I slam a sharp elbow into his face, then yank off the gimp mask. Vinnie has a receding hairline with a tufty widow’s peak. He has purple bags under his eyes and saggy, pale skin. His eyes look like deep, dark pools of blood – or some other liquid that won’t come out. No wonder he wears a mask – this shit-bird has the perfect face for radio.

“Come on, Vinnie – don’t fuck me around.”

He gargles hopelessly – blood-streaked syllables sticking to his lips.

Then he clambers to his feet, spitting out loose teeth and clots of viscera as he does so.

That wasn’t part of the plan. Most times they stay down.

His thighs are so meaty they rub together as he shifts position.

I feel my spine pop as he roars and wraps me in a bearhug – his sweaty arms squeezing the life right out of me.

I feel a rib crack. Then a second.

That’s the problem with maniacs – they are about as predictable as a Paignton summer…

***

I club him with my fists, splitting the skin on my knuckles as I make contact with his thick skull.

Despite the blood-loss, the only thing I can really smell is the stink of my own cold sweat.
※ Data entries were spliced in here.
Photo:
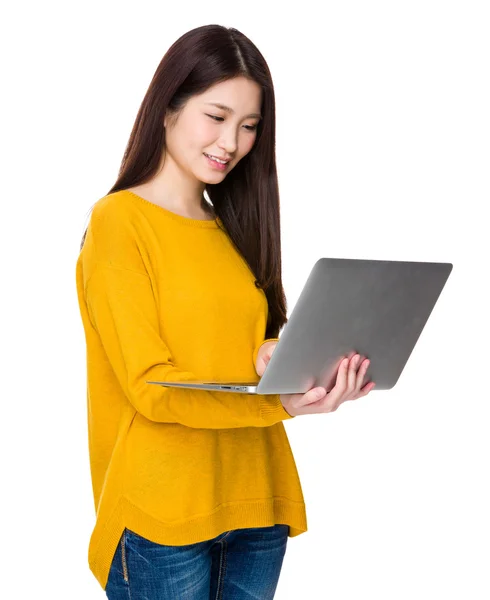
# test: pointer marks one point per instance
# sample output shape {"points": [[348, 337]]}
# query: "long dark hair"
{"points": [[247, 200]]}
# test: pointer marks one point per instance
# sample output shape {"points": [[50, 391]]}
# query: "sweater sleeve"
{"points": [[122, 310]]}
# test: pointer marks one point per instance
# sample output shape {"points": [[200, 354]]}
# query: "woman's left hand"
{"points": [[263, 357]]}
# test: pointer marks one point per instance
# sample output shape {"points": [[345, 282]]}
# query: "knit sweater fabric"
{"points": [[169, 298]]}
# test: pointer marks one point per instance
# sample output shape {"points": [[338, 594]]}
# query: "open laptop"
{"points": [[377, 308]]}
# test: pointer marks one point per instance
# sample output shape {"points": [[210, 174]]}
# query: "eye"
{"points": [[219, 119]]}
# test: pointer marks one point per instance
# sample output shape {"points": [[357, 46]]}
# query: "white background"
{"points": [[383, 152]]}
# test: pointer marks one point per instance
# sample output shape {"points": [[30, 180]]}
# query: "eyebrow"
{"points": [[231, 111]]}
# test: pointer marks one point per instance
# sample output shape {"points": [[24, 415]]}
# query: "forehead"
{"points": [[238, 96]]}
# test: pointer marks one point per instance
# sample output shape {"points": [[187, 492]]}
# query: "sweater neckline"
{"points": [[203, 223]]}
Eventually, I manage to wriggle free – writhing in a mix of blood and sweat. Vinnie grabs me by my sweatshirt and tosses me down the corridor like a ragdoll. I crash through the bathroom door shattering the black mould-streaked tiling. I slide down the wall into the bathtub, covered in broken tiles and ruined plaster.
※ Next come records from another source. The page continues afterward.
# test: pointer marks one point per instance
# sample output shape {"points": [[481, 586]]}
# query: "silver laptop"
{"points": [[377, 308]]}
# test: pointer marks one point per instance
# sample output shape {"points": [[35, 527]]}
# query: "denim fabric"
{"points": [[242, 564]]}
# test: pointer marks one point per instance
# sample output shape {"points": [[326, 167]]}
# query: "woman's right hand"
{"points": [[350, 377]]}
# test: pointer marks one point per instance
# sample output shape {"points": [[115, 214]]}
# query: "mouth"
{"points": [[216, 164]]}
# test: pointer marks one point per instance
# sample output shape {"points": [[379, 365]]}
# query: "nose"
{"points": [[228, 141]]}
Vinnie’s laughter is relentless, mocking, as he follows me into the room. I try to regulate my breathing as I work out my next move, when I hear a dull, thudding sound coming from underneath me.

A flicker of surprise crosses Vinnie’s sinister face. This definitely wasn’t part of his plan.

I clamber out of the bath and remove the lid of the toilet cistern before he has chance to close the gap. I swing the ceramic lid into his cranium and it shatters on impact.

Vinnie sways like a Wetherspoons wet-brain on a bank holiday, before face-planting into the edge of the bath, shattering his remaining teeth.

Thank fuck for that.

I crouch down and remove the side-panel from the bath.

Sheila has been stashed under the bathtub – her scrawny body contorted around the leaky plumbing system. She has been gagged with her own pantyhose. I drag her out of the confined space, into the mess of blood, bone and broken ceramics.

She looks horrified as she takes in my blood-splattered visage.

I try to offer her a reassuring smile, but it hurts when I move my face.

“Don’t worry,” I groan. “I’m one of the good guys.”

She slips in spilled viscera as she scrambles out of the room.

Fuck it.

I roll Vinnie’s meaty, unconscious body under the bath and replace the panel.